M/S Arihant Siddhi Housing Society vs. Pushpa Vishnu More Case Summary 2018 HC

M/S Arihant Siddhi Housing Society vs. Pushpa Vishnu More

M/S Arihant Siddhi Housing Society vs. Pushpa Vishnu More is a case which provides answer to the issue whether a cooperative housing society comes under the definition of industry i.e. Section 2(j) of the Industrial Dispute Act,1947 and also whether the services of the watchman should be reinstated or not according to the order passed by the labour court.

M/S ARIHANT SIDDHI HOUSING SOCIETY JUDGEMENT DATE: JUNE 22, 2018

M/S ARIHANT SIDDHI COOPERATIVE HOUSING SOCIETY CITATION: WRIT PETITION NO. OF 787 OF 2007

FACTS OF M/S ARIHANT SIDDHI CASE:

  • In this case, Arihant Siddhi society is the petitioner who appointed respondent no.1 as the watchman. It terminated his services upon his completion of 60 years of age, with effect from November 1, 2000.
  • The petitioner stated that the termination was with mutual consent and it paid the respondent’s retirement benefit, and he accepted it. Then the respondent demanded for reinstatement.
  • The respondent alleged his services were terminated with no proper inquiry and were not provided with proper retrenchment compensation.
  • The petitioner then stated that it is a housing society, and the respondent rendered personal services.
  • Then the labour court allowed the plea of the respondent and stated that though the society was a housing cooperative society but it earned its profit from its member so it will come in the definition of industry and rejected the claim of petitioner’s non- maintainability.
  • Then the petitioner challenged the award passed by the labour court at Mumbai regarding the industrial dispute act.

ISSUES:

  • Whether the cooperative housing society comes under the definition of industry, i.e. Section 2(j) of industrial dispute act?
  • Whether the services of the respondent no. 1 must be reinstated or not with continuity of services and full back wages as ordered by the labour court?

CONTENTIONS:

ARIHANT SIDDHI SOCIETY’S CONTENTIONS (PETITIONER):

  • The petitioner argued in this case that the termination was with mutual consent and the respondent no. 1 has also agreed to the retirement benefit/ ex gratia payment made by the petitioner.
  • The petitioner further stated that it is a housing society and the respondent no.1 has rendered personal services. It will not be considered as an industry under industrial dispute act nor will the respondent no. 1 be considered as workman under the industrial dispute act.

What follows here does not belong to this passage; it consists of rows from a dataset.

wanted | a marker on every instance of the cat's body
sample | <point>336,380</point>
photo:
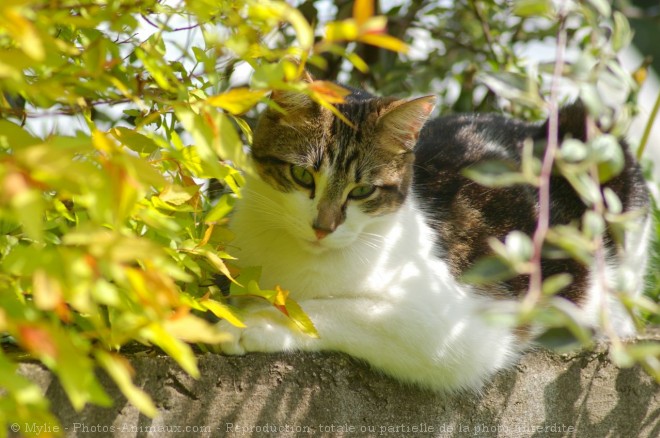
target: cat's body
<point>333,216</point>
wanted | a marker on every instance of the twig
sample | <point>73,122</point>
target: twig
<point>647,129</point>
<point>543,225</point>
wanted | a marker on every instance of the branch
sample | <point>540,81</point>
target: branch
<point>543,225</point>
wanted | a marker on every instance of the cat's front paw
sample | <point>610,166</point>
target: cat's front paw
<point>259,335</point>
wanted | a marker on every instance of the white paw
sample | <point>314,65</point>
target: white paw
<point>260,335</point>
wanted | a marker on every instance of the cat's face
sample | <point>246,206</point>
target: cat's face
<point>326,183</point>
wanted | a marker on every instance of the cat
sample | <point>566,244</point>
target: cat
<point>371,227</point>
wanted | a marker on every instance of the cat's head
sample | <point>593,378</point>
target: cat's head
<point>329,180</point>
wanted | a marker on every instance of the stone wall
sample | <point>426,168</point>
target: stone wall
<point>580,395</point>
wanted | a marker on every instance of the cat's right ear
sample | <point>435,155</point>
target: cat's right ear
<point>403,122</point>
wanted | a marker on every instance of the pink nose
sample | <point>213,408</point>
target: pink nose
<point>321,233</point>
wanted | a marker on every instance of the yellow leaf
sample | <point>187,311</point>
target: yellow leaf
<point>281,296</point>
<point>238,100</point>
<point>23,32</point>
<point>377,24</point>
<point>190,328</point>
<point>385,41</point>
<point>342,30</point>
<point>300,318</point>
<point>363,10</point>
<point>216,261</point>
<point>178,195</point>
<point>328,91</point>
<point>222,311</point>
<point>121,372</point>
<point>176,349</point>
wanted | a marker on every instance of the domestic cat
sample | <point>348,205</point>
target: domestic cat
<point>370,227</point>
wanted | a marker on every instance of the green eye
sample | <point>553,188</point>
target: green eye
<point>362,192</point>
<point>302,177</point>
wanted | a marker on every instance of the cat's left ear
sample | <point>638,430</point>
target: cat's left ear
<point>404,119</point>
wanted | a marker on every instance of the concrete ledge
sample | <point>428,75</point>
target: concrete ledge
<point>581,395</point>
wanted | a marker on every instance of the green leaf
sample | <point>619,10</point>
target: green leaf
<point>134,140</point>
<point>622,34</point>
<point>602,6</point>
<point>221,209</point>
<point>531,8</point>
<point>300,318</point>
<point>222,311</point>
<point>488,270</point>
<point>121,371</point>
<point>238,100</point>
<point>14,137</point>
<point>179,351</point>
<point>495,174</point>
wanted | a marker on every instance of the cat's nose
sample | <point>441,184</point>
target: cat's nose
<point>321,232</point>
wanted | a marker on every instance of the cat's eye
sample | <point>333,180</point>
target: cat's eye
<point>302,176</point>
<point>362,192</point>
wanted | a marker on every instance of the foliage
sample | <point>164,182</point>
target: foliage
<point>108,236</point>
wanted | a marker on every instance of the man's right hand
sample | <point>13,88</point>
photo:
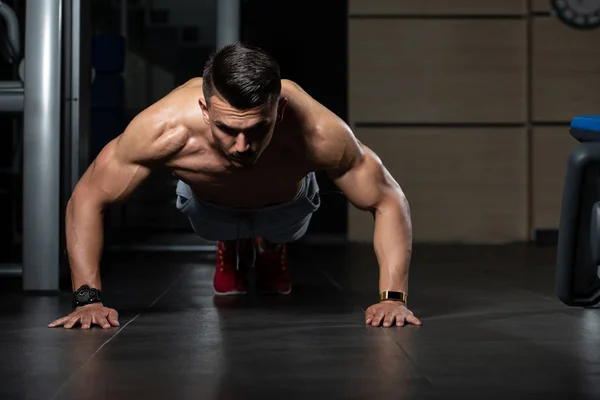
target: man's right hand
<point>88,315</point>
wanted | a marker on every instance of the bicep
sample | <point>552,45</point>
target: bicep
<point>112,177</point>
<point>364,180</point>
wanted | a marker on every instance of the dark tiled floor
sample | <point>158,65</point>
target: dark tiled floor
<point>492,328</point>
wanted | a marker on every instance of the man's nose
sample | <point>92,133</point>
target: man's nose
<point>241,143</point>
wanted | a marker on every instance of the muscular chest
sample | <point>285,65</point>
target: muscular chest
<point>275,178</point>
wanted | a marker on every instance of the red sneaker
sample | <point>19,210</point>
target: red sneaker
<point>228,279</point>
<point>272,275</point>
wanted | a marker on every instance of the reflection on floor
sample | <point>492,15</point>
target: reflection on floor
<point>492,328</point>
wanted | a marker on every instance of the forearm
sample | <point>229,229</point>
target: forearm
<point>393,242</point>
<point>85,236</point>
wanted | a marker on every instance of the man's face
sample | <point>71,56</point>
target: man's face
<point>241,135</point>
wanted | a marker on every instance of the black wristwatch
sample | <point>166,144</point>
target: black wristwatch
<point>86,295</point>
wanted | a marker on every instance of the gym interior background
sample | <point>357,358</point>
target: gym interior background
<point>467,102</point>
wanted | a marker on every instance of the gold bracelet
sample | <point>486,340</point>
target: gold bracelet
<point>390,295</point>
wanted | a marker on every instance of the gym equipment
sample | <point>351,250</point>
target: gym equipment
<point>578,253</point>
<point>578,14</point>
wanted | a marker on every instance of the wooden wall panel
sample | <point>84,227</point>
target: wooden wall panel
<point>566,71</point>
<point>540,5</point>
<point>464,185</point>
<point>443,7</point>
<point>551,149</point>
<point>437,70</point>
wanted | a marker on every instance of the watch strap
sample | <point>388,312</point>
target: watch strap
<point>86,295</point>
<point>392,295</point>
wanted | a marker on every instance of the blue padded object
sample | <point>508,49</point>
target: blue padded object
<point>586,123</point>
<point>586,128</point>
<point>108,53</point>
<point>106,125</point>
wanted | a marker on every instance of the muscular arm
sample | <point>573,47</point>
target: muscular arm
<point>367,184</point>
<point>118,170</point>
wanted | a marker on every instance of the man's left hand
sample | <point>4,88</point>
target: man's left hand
<point>391,313</point>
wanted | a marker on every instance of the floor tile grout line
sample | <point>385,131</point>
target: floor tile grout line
<point>412,362</point>
<point>74,374</point>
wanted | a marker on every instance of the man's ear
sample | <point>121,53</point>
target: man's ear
<point>281,108</point>
<point>204,108</point>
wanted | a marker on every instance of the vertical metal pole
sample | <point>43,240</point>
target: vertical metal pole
<point>228,22</point>
<point>41,162</point>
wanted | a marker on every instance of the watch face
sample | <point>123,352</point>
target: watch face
<point>83,296</point>
<point>582,14</point>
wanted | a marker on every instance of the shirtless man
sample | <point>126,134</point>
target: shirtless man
<point>244,144</point>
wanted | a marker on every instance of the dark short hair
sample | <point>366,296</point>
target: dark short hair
<point>243,75</point>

WATCHMAN’S CONTENTIONS (RESPONDENT NO. 1):

  • The respondent no. 1 contended that he was a permanent employee of the petitioner.
  • He also stated that his termination was without proper enquiry and he was not offered proper retrenchment benefit.

RATIO DECEDENDI:

  • JUSTICE S.C. GUPTE: The housing society will come under the definition of industry if its predominant function is based on the commercial activity rather than the adjunct functions.
  • In this case, the society was charging from its members for displaying neon signs for the advertisement of their coaching classes and dispensary and this is not considered as an industry that is carrying on the business of hiring out of neon signs or allowing advertisements under the definition of industry.
  • Justice S.C. Gupte further stated that the services rendered by respondent no. 1 to the society and its members will not be considered as the personal services.
  • He further stated that there was an error in the labor’s decision court regarding earning income on the premises, which could not be considered as housing society.

DECISION:

  • The court set aside and quashed the order of the labour court, stating with the reference of the previous case of M/S SHANTIVAN II CO. OP. HSG. SOCIETY VS SMT. MANJULA GOVIND MAHIDA (WRIT PETITION NO. 360 0F 2007) wherein the court held that the society was carrying out many activities and its commercial activity was not a predominant activity and is considered as auxiliary activity. Hence, the housing society will not be considered as an industry under the definition of industry of industrial dispute act.
  • The court also referred to the triple test laid down in Bangalore Water Supply And Sewarage Board VS A. Rajappa wherein it was held that the main activity or dominant activity is to provide services to its own members and the other activities are merely auxiliary activities, then it will not be considered as an industry for industrial dispute act, 1967.
  • The court further set aside the order of reinstatement with continuity of services and full back wages and considered the impugned award by the labour court as an error of jurisdiction in the premises.

CONCLUSION:

From this case, we can conclude that to consider the undertaking as an industry under the definition of industrial dispute act and the triple test laid down in Bangalore Water Supply case; its main activity or the predominant activity must be a commercial activity rather than its adjunct activity. If its pre-dominant activity is not considered a commercial activity, then it will not consider its employee as a workman for the purpose of the industrial dispute act.